On the accession of Elizabeth, the two celebrated acts of Supremacy and Conformity were passed, for the purpose of crushing the political influence of the Popish religion; an end which they sufficiently accomplished. By the act of supremacy, all beneficed clergymen, and all holding offices under the crown, were compelled to take an oath adjuring the temporal and spiritual jurisdiction of any foreign prince or prelate, on pain of forfeiting their offices, while any one maintaining such supremacy was liable to heavy penalties. The other statute prohibited any one from following any clergyman who was not of the established religion, under pain of forfeiting his goods and chattels for the first offense, of a year’s imprisonment for the second, and of imprisonment during life for the third; while it imposed a fine of a shilling on any one absenting himself from the established church on Sundays and holidays. By means of a court of ecclesiastical commission, which the queen erected, these laws, and others of a more trifling and vexatious nature, were enforced with great severity. It may afford some idea of the barbarity of the age, and of the terror in which the church of Rome was now held, that, during the reign of Elizabeth, one hundred and eighty persons suffered death by the laws affecting Catholic priests and converts.

WAR IN THE NETHERLANDS.

For more than a century after the Reformation, religion was the real or apparent motive of the most remarkable transactions in European history. It is scarcely necessary to point out that this sentiment, though in general the purest by which human beings can be actuated, is, like all the other higher sentiments of our nature, when offended or shocked, capable of rousing the inferior sentiments into great activity. In the sixteenth and seventeenth centuries, European society was comparatively unenlightened and barbarous; we therefore find the variances of opinion respecting religion were then productive of far fiercer feelings than they are in our own more humane age. The Protestant heresy, as it was termed by the Catholics, was also a novelty, the remote effects of which no man could foretell; it was mingled with political questions, and by some princes was supposed to forebode a general revolt against monarchical authority.

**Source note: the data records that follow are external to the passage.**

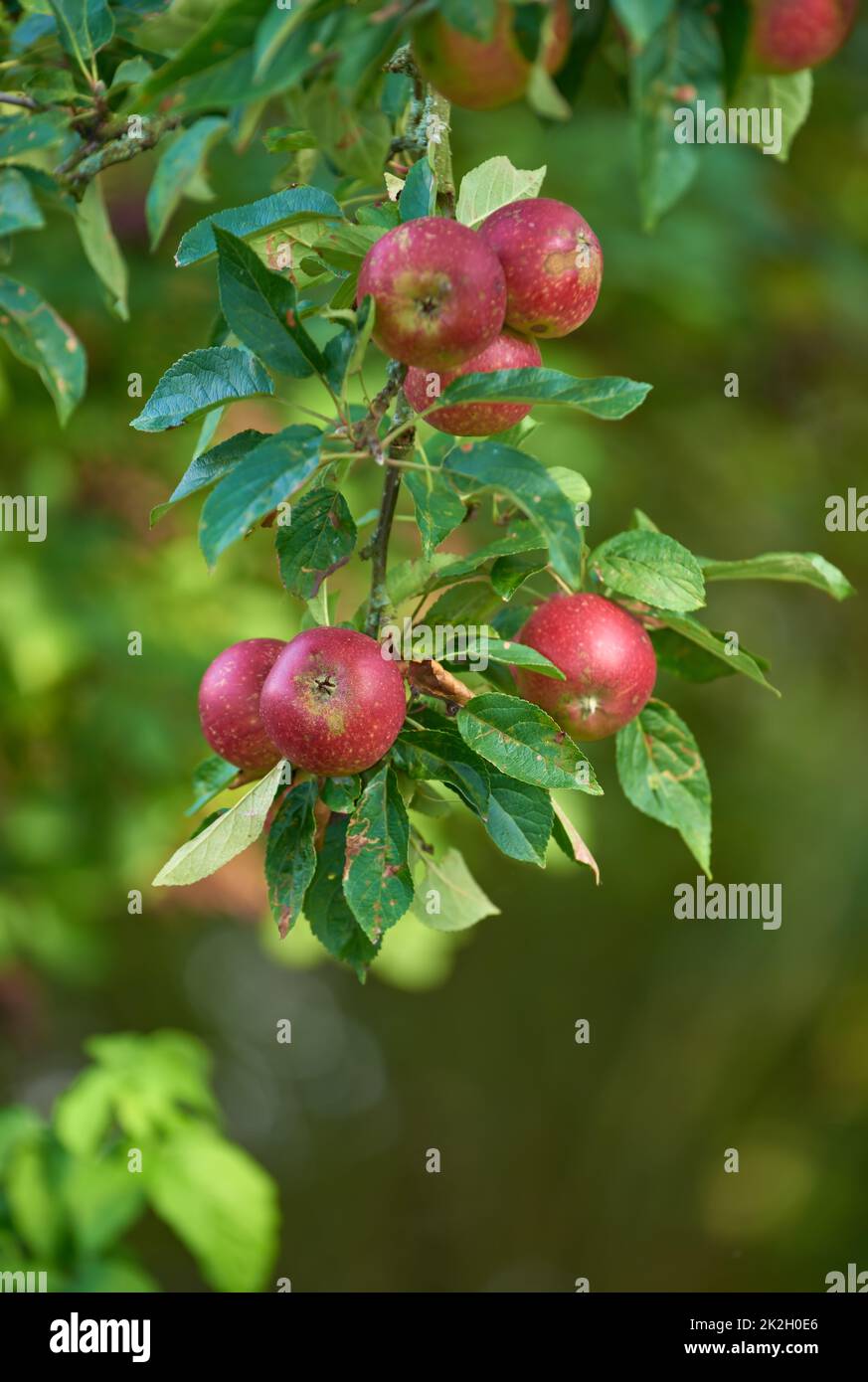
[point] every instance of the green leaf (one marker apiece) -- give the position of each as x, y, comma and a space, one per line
340, 793
85, 27
693, 637
41, 339
438, 507
201, 380
803, 567
181, 162
18, 208
269, 474
684, 52
662, 775
446, 896
524, 743
606, 397
530, 485
318, 538
290, 858
378, 882
326, 908
509, 574
441, 757
571, 843
419, 194
261, 308
786, 94
518, 818
495, 184
102, 249
208, 467
229, 835
220, 1202
268, 215
652, 568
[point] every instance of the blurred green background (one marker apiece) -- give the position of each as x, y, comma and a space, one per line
559, 1159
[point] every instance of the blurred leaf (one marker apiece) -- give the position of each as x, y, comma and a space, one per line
202, 380
261, 308
219, 1201
268, 213
18, 208
495, 184
180, 162
102, 249
319, 538
224, 839
803, 567
608, 399
662, 775
326, 908
290, 858
650, 567
524, 743
446, 896
378, 882
269, 474
41, 339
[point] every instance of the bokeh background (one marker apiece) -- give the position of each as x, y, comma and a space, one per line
559, 1159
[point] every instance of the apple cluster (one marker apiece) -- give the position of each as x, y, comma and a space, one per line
456, 301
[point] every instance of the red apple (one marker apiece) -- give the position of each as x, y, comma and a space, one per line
332, 702
230, 702
789, 35
482, 75
605, 654
506, 351
438, 290
552, 261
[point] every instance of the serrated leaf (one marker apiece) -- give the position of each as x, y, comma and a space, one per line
662, 775
201, 380
268, 475
231, 833
650, 567
41, 339
208, 467
255, 219
607, 397
326, 908
318, 538
102, 249
712, 645
290, 857
495, 184
806, 568
179, 165
261, 310
446, 897
528, 484
524, 743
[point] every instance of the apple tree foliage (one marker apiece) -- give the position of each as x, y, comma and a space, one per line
335, 90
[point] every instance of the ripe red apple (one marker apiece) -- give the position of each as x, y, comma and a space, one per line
606, 655
438, 290
789, 35
506, 351
552, 261
332, 702
484, 75
230, 702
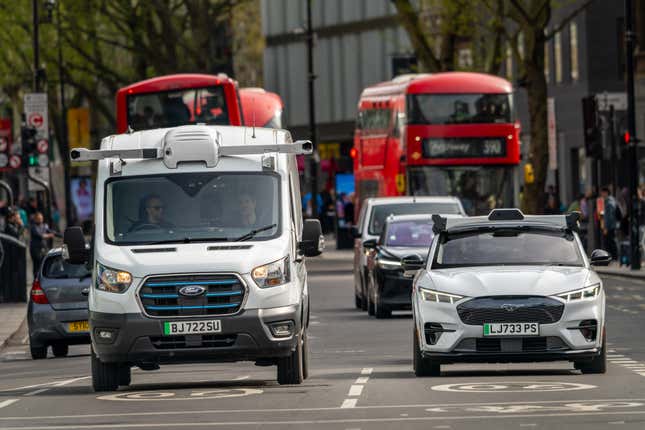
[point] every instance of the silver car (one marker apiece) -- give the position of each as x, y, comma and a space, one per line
57, 314
508, 288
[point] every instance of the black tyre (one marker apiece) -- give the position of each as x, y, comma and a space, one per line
291, 368
38, 352
125, 375
598, 364
422, 366
105, 376
60, 350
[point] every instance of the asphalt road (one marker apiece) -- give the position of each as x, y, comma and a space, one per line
361, 378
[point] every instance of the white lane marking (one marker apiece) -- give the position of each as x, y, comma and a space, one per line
7, 402
349, 403
33, 393
355, 390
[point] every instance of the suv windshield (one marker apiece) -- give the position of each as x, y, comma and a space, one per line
381, 212
509, 246
186, 207
180, 107
416, 233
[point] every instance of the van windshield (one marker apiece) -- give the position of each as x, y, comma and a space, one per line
192, 207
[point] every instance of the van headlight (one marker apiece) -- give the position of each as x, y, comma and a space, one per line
438, 296
112, 280
272, 274
590, 292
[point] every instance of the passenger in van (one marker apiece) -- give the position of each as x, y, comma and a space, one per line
151, 214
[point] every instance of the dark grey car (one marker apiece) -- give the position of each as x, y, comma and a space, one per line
57, 314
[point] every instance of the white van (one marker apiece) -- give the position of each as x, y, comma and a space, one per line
198, 251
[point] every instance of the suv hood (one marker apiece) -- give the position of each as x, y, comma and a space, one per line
507, 280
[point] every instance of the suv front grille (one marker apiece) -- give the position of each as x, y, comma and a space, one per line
543, 310
160, 297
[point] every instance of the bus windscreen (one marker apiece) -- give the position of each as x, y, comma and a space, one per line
178, 107
459, 108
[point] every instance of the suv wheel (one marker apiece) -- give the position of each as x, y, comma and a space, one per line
60, 350
105, 376
423, 366
598, 364
290, 368
37, 352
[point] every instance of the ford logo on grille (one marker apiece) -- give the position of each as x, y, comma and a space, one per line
192, 290
511, 308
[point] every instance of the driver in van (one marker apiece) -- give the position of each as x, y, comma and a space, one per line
151, 214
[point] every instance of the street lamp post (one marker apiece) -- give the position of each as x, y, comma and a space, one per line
313, 134
633, 201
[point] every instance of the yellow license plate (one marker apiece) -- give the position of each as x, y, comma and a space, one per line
79, 326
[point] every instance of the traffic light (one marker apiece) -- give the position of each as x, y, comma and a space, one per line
29, 146
593, 146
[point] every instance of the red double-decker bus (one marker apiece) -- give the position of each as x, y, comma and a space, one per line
451, 133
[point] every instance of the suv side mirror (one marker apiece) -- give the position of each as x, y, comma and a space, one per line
600, 257
75, 250
411, 263
369, 244
313, 240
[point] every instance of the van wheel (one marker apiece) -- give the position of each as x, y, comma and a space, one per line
423, 366
125, 375
597, 365
290, 369
38, 352
105, 376
60, 350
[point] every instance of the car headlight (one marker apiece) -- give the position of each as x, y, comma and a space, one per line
112, 280
387, 264
438, 296
272, 274
590, 292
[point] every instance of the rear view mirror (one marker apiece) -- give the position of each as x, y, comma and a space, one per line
313, 240
75, 250
600, 257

We are not therefore to wonder that great cruelties were committed, either by the Catholics in seeking to support the church of Rome, or by the Protestants in endeavoring to insure themselves against a renewal of severities inflicted by the opposite party. Nor is it necessary, in the present age, that the adherents of either faith should retain any feeling of displeasure against the other, on account of barbarities which took their rise in the ignorance and rudeness of a former period, and of which the enlightened of both parties have long since disapproved.

In the Netherlands, which formed part of the dominions of Philip II of Spain, the reformed faith had made considerable advances. Philip, like other Catholic princes, entertained the idea that this new creed, besides being condemnable as a heresy and an offense against the Deity, tended to make men independent of their rulers. Finding the people obstinate in their professions, he commenced a war with the Netherlanders, for the purpose of enforcing his authority over their consciences. This war lasted about twenty years; for the Netherlanders, though a nation of no great strength, fought like desperate men, and endured the most dreadful hardships rather than submit. The chief leader in this war of liberty was William, Prince of Orange, one of the purest and most courageous patriots that ever breathed. Elizabeth could not help wishing well to the Netherlanders, though for a long time her dread of Spain, then one of the greatest powers in Europe, prevented her from openly assisting them. At the same time, about two millions of the people of France were Protestants, or, as they were then called, Huguenots, who acted also for the general Protestant cause with as much energy as the great strength of the French government would permit. Elizabeth at length, in 1578, extended an open protection to the Netherlanders, excusing herself to Philip by stating her fear that they would otherwise throw themselves into the arms of France. The northern provinces were thus enabled to assert their independence, and to constitute the country which has since been called Holland.